Now then, guess what happens when the JIT gets hold of your ‘code’. Well, it compiles it of course – but here’s the critical thing, it compiles your code into Private pages. And what’s special about Private pages – well the clue is in the name, they’re private to your process, meaning that JITted code cannot be shared between processes. Eek!
So, your swanky .NET client application may be easy to write and debug, but it’s memory footprint on a TS/Citrix box is less than stellar. Never fear though, there is a way out of this conundrum.
Enter stage left: NGEN
You may never have found a use for NGEN (the Native Image Generator), and indeed you might not even know such a beast exists – so for those of you who don’t know, what NGEN does is pre-compile all of the IL into x86/x64 assembly language and stores the compiled image on disk to be used when needed.
A lot has been written about NGEN and how it can affect the startup performance of your application, but a less well known feature is that using NGEN you can also affect the amount of memory used by multiple instances of your application.
Note: If you’re thinking “Hey, I can save memory on all my .NET apps using NGEN” you would be wrong. This stuff really only makes sense if your app is being run over TS/Citrix.
The critical thing to understand about NGEN is that whilst it compiles your code, it also marks the code pages as shareable, so that multiple instances of your application can share parts of the memory space used by the first instance. And that’s really useful if you’re running under Terminal Services.
In the image on the left I have two executables (Instance A & B) containing code and data pages. There’s a 1:1 correspondence between how big my .exe is and how much physical memory is used up overall. With two processes running I use double the space of running one instance of the process.
On the right hand side however there’s only half of the code pages in memory as the code is shared between my two application instances (C & D). Note – this is a vast over simplification, and you are unlikely to be able to share all of the code pages from any given .exe, but you will be able to share a lot of them so it’s worth trying.
Tooling – How to find out you have a problem
The Windows Resource Kit includes a tool called vadump (Virtual Address Dump) which is available for download here. It’s a cool tool but has recently been joined by the most excellent VMMap available from the Sysinternals site. This is a really cool new tool by Mark Russinovich and Bryce Cogswell and shows the same sort of information as vadump but in a Window (rather than a command prompt ala vadump).

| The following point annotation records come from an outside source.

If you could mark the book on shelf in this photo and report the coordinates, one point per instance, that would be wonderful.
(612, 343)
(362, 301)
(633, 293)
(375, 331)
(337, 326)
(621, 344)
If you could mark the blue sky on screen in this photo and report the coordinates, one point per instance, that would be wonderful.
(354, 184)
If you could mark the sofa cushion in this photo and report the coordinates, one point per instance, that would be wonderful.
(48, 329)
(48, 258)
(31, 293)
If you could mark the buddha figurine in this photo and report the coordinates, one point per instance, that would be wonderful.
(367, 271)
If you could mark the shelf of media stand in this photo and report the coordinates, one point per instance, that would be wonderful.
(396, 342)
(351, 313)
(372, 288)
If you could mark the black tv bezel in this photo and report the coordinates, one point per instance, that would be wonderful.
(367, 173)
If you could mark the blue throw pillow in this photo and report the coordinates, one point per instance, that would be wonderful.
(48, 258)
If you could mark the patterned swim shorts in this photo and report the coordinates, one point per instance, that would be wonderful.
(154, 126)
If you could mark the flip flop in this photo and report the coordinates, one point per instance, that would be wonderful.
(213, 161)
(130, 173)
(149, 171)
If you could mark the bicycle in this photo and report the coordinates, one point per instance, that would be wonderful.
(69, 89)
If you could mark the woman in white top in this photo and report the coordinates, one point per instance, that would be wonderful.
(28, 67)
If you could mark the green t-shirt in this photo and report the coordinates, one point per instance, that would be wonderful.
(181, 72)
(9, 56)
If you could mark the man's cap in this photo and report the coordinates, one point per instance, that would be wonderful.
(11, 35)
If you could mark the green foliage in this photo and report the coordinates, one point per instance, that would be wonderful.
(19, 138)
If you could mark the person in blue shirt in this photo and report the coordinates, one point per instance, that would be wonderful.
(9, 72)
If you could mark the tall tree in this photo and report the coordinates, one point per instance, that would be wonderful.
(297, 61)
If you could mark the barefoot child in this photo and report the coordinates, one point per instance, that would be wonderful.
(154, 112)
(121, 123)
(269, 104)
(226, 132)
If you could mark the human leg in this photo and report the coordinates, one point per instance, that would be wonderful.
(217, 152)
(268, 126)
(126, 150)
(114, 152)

To provide some examples from vmmap I created a simple .NET application which contains a fair bit of code. As I don’t like writing any more code than I need to I wrote a program to write a program that contained a load of code. I needed a decent amount of code in the application so that the figures would make some sense – if I had only a small amount of code in my .exe then the amount of pages used by the JITter vs. NGEN wouldn’t be significant.
| Image | Output from VMMap |
| Original image, single instance running, not using NGEN |  |
| Single instance running after NGEN |  |
| Second instance running after NGEN |  |
If you compare the first row from the shareable WS column you’ll see that the NGEN assembly has roughly 9Mb more shareable code than the original image. I know, 9Mb isn’t a huge amount, but it is a sizeable chunk if you run several users off the same box, and this was from one (admittedly large) .NET assembly. My app was about 3.5 Mb on disk – an application I’ve been working on from one of my customers is just over 40Mb as it includes a bunch of controls from 3rd parties and a whole host of other code.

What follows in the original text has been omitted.